Personal information
- Full name: Craig Brian Wishart
- Born: 9 January 1974 (age 52) Salisbury, Rhodesia
- Batting: Right-handed
- Bowling: Right-arm offbreak
- Role: Batsman

International information
- National side: Zimbabwe (1995–2005);
- Test debut (cap 29): 13 October 1995 v South Africa
- Last Test: 15 August 2005 v New Zealand
- ODI debut (cap 44): 26 August 1996 v Australia
- Last ODI: 24 August 2005 v New Zealand

Domestic team information
- 1994–1999: Mashonaland
- 2000–2005: Midlands

Career statistics
| Competition | Test | ODI |
| Matches | 27 | 90 |
| Runs scored | 1,098 | 1,719 |
| Batting average | 22.40 | 23.22 |
| 100s/50s | 1/5 | 2/5 |
| Top score | 114 | 172* |
| Balls bowled | – | 12 |
| Wickets | – | 0 |
| Bowling average | – | – |
| 5 wickets in innings | – | – |
| 10 wickets in match | – | – |
| Best bowling | – | – |
| Catches/stumpings | 15/– | 26/– |
- Source: Cricinfo, 11 February 2017

= Craig Wishart =

Zimbabwean cricketer

Craig Brian Wishart (born 9 January 1974) is a former Zimbabwean cricketer, who played Tests and ODIs for 10 years.
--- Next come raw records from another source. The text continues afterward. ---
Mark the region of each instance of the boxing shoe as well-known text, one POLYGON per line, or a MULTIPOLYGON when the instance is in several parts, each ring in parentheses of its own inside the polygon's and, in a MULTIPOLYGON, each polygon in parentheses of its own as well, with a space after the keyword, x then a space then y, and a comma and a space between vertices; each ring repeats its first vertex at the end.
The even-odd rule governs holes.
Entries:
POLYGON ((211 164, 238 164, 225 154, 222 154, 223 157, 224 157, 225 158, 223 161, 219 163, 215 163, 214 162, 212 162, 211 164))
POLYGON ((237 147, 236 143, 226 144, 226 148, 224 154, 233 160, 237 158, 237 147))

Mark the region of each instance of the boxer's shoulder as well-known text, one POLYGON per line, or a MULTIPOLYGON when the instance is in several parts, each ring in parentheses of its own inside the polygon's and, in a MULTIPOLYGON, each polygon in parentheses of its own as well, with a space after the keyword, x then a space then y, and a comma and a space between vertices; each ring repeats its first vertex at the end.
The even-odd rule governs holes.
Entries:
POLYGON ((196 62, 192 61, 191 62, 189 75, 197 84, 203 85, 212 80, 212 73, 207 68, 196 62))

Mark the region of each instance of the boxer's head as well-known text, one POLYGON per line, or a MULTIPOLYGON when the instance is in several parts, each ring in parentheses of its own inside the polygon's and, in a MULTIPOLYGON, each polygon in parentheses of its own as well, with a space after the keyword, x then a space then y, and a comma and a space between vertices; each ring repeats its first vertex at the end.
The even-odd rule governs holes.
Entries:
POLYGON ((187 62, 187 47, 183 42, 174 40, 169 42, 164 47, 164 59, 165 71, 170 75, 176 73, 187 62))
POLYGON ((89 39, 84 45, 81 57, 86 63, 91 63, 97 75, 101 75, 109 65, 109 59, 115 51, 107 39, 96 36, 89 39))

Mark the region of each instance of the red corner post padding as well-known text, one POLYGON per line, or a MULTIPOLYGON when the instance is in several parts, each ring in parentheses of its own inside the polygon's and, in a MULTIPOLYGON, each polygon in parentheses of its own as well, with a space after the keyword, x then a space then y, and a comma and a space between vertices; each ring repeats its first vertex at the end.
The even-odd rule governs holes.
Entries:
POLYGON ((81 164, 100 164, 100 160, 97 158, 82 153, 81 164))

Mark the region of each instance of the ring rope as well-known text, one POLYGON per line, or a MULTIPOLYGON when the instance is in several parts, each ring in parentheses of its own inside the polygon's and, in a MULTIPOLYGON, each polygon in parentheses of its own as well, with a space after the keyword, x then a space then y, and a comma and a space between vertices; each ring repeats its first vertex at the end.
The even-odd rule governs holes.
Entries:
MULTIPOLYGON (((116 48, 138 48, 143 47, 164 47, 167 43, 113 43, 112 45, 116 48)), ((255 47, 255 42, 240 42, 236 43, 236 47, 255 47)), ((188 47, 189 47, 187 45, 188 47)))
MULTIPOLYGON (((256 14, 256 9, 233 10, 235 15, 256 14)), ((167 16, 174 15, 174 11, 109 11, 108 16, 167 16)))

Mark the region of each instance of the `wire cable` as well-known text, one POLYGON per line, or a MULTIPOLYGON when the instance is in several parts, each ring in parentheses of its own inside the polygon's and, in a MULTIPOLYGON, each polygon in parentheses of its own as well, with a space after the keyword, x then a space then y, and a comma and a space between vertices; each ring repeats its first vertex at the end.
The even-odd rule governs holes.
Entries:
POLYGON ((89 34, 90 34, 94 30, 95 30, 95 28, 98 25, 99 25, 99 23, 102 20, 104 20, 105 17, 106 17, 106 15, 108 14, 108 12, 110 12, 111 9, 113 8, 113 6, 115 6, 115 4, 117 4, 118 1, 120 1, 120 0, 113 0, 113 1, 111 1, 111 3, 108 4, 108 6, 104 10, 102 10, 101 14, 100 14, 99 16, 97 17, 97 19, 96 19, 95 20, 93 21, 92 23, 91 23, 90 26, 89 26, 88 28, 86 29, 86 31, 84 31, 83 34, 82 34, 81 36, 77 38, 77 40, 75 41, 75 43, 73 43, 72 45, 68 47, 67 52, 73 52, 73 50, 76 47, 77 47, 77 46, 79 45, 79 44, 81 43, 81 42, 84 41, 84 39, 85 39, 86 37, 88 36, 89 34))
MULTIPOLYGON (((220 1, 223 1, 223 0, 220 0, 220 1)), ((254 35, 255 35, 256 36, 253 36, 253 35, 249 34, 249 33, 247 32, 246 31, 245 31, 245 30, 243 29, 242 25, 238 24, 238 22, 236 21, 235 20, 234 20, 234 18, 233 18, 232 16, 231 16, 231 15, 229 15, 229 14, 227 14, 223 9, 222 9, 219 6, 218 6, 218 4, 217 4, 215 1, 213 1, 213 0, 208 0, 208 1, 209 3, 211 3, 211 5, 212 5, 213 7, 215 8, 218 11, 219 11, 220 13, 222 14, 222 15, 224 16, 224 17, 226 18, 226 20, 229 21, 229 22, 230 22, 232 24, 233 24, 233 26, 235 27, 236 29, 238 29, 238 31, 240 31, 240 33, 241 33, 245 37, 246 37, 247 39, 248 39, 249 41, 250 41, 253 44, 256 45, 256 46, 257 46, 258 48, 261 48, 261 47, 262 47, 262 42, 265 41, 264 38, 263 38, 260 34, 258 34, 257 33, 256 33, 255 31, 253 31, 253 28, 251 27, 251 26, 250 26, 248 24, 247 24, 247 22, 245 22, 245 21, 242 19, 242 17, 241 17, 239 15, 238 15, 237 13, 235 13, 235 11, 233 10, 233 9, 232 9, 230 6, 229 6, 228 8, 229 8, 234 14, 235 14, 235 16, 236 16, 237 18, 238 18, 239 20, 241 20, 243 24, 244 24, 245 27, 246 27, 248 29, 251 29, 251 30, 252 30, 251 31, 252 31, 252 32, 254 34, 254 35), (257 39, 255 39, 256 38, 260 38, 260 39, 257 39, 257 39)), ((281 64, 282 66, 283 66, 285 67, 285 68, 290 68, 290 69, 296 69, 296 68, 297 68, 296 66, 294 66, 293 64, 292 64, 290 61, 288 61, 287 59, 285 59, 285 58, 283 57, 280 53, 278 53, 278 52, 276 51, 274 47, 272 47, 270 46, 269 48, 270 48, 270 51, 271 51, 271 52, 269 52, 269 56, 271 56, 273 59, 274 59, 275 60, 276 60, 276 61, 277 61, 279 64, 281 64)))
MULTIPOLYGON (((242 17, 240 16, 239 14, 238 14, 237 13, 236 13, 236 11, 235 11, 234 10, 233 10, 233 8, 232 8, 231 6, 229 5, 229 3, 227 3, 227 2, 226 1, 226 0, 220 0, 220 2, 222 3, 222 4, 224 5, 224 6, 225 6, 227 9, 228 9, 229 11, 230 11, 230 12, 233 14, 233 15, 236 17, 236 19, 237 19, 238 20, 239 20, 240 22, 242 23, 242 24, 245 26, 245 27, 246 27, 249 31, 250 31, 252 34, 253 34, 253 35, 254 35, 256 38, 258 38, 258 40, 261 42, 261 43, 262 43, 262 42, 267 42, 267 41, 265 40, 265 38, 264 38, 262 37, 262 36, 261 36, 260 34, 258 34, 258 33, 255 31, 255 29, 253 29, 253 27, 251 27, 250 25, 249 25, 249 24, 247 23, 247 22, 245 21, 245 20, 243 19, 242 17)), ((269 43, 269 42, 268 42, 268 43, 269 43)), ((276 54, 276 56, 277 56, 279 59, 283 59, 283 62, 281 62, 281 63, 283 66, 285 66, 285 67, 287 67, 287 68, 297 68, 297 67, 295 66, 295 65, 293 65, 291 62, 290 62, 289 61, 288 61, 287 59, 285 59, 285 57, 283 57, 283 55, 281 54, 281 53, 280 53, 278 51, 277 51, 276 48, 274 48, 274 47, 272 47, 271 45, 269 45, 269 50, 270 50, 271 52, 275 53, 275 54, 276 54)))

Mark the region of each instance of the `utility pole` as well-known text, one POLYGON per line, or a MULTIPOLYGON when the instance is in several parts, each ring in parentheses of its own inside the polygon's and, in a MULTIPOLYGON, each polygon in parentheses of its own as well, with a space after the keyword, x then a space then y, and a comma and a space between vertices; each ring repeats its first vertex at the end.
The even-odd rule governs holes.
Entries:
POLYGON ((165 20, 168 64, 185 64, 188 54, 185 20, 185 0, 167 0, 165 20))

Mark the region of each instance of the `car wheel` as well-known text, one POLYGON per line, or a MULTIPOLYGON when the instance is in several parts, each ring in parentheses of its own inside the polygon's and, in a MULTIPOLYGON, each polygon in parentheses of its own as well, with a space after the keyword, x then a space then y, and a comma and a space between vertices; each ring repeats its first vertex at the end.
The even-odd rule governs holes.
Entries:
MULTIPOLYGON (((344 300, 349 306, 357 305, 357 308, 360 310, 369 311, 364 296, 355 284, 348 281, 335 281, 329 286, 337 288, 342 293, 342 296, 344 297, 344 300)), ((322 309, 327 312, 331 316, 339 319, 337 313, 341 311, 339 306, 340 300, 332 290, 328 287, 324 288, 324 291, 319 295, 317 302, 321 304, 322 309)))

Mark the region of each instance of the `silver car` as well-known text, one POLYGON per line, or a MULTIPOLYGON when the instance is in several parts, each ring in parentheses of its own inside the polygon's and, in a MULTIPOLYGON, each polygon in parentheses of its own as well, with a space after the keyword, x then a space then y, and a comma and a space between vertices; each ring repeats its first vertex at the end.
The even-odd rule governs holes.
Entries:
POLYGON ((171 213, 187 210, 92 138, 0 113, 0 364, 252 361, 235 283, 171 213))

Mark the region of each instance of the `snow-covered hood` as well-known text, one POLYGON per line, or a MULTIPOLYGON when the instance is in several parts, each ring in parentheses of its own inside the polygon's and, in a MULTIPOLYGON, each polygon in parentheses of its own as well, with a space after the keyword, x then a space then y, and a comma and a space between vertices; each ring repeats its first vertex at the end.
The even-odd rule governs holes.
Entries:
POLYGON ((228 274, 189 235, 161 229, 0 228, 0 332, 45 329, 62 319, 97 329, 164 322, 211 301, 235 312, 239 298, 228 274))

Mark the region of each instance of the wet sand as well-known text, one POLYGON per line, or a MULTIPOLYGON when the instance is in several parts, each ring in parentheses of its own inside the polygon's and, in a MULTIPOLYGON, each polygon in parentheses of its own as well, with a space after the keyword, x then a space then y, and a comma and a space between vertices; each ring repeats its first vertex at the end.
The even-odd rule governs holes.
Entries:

He played domestic cricket for Mashonaland and Midlands as well as the Zimbabwean national team.

He was later self-employed in Zimbabwe and played social cricket there.

==International career==
Wishart made his Test debut in 1995 in Harare. He has a Test record batting score of 114, with a 22.40 batting average, and a one-day record batting score of 172 not out, achieved against Namibia in the 2003 Cricket World Cup, the sixth highest in World Cup history and the highest scored by a Zimbabwean player in ODIs.

Wishart retired in 2005, citing "stress from the problems in local cricket", and was one of many senior internationals to announce their retirements in protest against the local governing body's controversial decisions during the early 2000s.